— Нет преступления, на которое я бы не пошел, для того, чтобы однажды почувствовать, как ты тихонько подходишь сзади и обнимаешь меня, а потом гладишь по щеке маленькими пальчиками… Капризничай, вредничай, злись, но живи… Просто живи, любимая…

Император опустил голову, тяжело дыша и трепетно целуя неидеальные изгибы ее тела, а легкая, невесомая ткань сминается его жадными пальцами.

— Я готов убивать своими руками за каждую твою слезу… — его дрожащие пальцы гладили мраморную щеку, а потом коснулись мраморных губ. — Я готов слушать каждое твое слово… О чем бы ты не говорила… Пусть даже это будет пустяк… Я готов целовать тебя каждое утро, прижимая к груди… Целовать все, руки, плечи, губы… Я мечтаю однажды прижать тебя к себе, слыша твое дыхание…

Его задыхающийся голос эхом наполнял молчаливые своды его маленького храма безграничной любви.

— … И считать каждый твой вздох и каждый удар твоего сердце… Я буду засыпать, слушая, как бьется твое сердечко… Я простил бы тебе абсолютно все… Даже… Даже нелюбовь… Я сделал бы так, чтобы ты полюбила меня… Я готов каждый день целовать твои тонкие пальчики … Мне достаточно было бы, если бы однажды просто прижалась ко мне, обняла меня… Я смогу тебя защитить от всего, спрятать тебя, вдыхать запах твоих волос, смотреть тебе в глаза, осыпать подарками… Если бы ты что-то попросила, я дал бы это тебе… — в отчаянии шептал он.

Я чувствовала, как по щекам текут трогательные слезы, а следом за ними потекли отнюдь не романтичные и далеко не розовые сопли. Не знаю, как каменное, но мое сердце уже обливалось кровью.

… - Я хочу однажды поймать губами твой сладко стон блаженства, после того, как ты всю ночь умирала в моих руках… — его голос дрогнул, а он стиснул зубы, тяжело выдыхая. — Ты моя… И только моя… Я хочу видеть, как ты засыпаешь у меня груди… Я хочу в этот момент положить руку тебе на голову, пряча тебя от всего мира… Не приведи судьба кому-то тебя пальцем тронуть… Пусть меня назовут тираном, чудовищем, но пощады не будет… Я готов отдать весь мир за твою улыбку… За один твой вздох… За один удар твоего сердца… За тепло твоих маленьких нежных рук… Я люблю тебя… Ты мне нужна любая… Клянусь, если однажды …
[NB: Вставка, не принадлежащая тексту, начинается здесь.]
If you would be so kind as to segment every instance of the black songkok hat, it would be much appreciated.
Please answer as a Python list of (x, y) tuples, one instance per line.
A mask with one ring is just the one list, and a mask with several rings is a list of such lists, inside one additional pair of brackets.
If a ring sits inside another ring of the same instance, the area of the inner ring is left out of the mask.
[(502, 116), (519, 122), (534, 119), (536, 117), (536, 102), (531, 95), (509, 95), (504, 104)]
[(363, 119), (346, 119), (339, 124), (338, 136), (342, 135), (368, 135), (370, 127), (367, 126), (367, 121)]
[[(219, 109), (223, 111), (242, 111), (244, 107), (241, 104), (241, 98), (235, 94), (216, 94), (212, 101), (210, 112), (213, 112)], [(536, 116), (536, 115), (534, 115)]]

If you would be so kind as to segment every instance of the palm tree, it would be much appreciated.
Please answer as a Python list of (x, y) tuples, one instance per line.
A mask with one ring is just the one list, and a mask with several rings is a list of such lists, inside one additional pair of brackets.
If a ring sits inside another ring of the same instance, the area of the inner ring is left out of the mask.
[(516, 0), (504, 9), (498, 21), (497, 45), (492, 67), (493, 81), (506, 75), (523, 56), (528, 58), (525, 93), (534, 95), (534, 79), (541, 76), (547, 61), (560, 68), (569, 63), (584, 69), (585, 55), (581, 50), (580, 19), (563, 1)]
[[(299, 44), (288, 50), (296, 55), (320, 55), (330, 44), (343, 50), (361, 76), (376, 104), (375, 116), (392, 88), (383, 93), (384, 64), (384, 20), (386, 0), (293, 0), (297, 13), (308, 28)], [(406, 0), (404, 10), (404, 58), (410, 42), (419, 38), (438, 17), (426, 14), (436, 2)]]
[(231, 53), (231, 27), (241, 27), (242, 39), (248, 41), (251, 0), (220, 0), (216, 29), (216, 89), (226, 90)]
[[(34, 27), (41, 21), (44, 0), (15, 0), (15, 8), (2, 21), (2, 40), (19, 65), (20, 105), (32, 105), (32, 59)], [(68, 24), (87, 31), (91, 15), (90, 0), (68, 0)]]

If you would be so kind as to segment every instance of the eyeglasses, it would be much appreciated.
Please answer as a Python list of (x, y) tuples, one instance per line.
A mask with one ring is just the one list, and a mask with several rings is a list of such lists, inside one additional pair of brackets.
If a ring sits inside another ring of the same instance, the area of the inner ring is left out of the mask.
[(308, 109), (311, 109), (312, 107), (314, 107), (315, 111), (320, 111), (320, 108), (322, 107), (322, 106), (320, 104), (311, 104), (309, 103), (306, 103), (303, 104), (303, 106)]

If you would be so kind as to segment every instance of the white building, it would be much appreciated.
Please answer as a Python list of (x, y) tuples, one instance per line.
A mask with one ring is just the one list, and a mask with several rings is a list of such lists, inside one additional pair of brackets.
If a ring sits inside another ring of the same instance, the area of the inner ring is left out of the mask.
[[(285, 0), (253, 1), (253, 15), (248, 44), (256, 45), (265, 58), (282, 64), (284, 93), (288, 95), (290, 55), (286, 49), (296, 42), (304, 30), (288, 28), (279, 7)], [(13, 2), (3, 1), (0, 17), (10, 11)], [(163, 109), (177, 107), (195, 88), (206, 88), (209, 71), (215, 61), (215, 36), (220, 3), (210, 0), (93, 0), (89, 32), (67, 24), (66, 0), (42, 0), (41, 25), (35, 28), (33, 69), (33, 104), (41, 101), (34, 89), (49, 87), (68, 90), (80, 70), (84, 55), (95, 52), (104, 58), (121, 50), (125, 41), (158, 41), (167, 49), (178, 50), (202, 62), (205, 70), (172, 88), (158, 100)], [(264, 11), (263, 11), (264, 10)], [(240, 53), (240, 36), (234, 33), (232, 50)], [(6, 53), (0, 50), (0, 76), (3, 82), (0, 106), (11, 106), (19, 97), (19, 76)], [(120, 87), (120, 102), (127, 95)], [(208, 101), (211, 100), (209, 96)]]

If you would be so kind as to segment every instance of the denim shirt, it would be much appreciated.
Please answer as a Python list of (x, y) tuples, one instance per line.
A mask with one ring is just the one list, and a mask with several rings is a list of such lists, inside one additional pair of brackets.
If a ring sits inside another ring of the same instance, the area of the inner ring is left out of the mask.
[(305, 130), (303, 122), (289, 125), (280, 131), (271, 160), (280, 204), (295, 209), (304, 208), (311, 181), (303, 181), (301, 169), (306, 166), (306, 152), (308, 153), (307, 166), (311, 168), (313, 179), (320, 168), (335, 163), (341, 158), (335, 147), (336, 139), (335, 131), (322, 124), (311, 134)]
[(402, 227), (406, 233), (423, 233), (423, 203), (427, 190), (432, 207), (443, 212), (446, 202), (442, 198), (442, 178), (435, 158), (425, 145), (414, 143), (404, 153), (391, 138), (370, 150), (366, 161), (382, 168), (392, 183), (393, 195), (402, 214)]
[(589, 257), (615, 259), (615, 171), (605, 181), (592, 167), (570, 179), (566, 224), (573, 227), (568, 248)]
Император тяжело дышал, прикасаясь губами к ее щеке, лаская ее рукой так, что я подумывала забиться в уголок, обнять коленочки и смотреть на мир обиженным взглядом никому не нужной женщины.

— … она выполнит свое обещание, я сделаю тебя самой счастливой женщиной на свете, — прошептал Император, тяжело дыша и прижимаясь щекой к каменным волосам, а потом целуя их в этой завораживающей и страшной агонии. — Я живу, пока в моем сердце есть ты…

Салат уже дотек до щиколотки, а противные сопли до груди…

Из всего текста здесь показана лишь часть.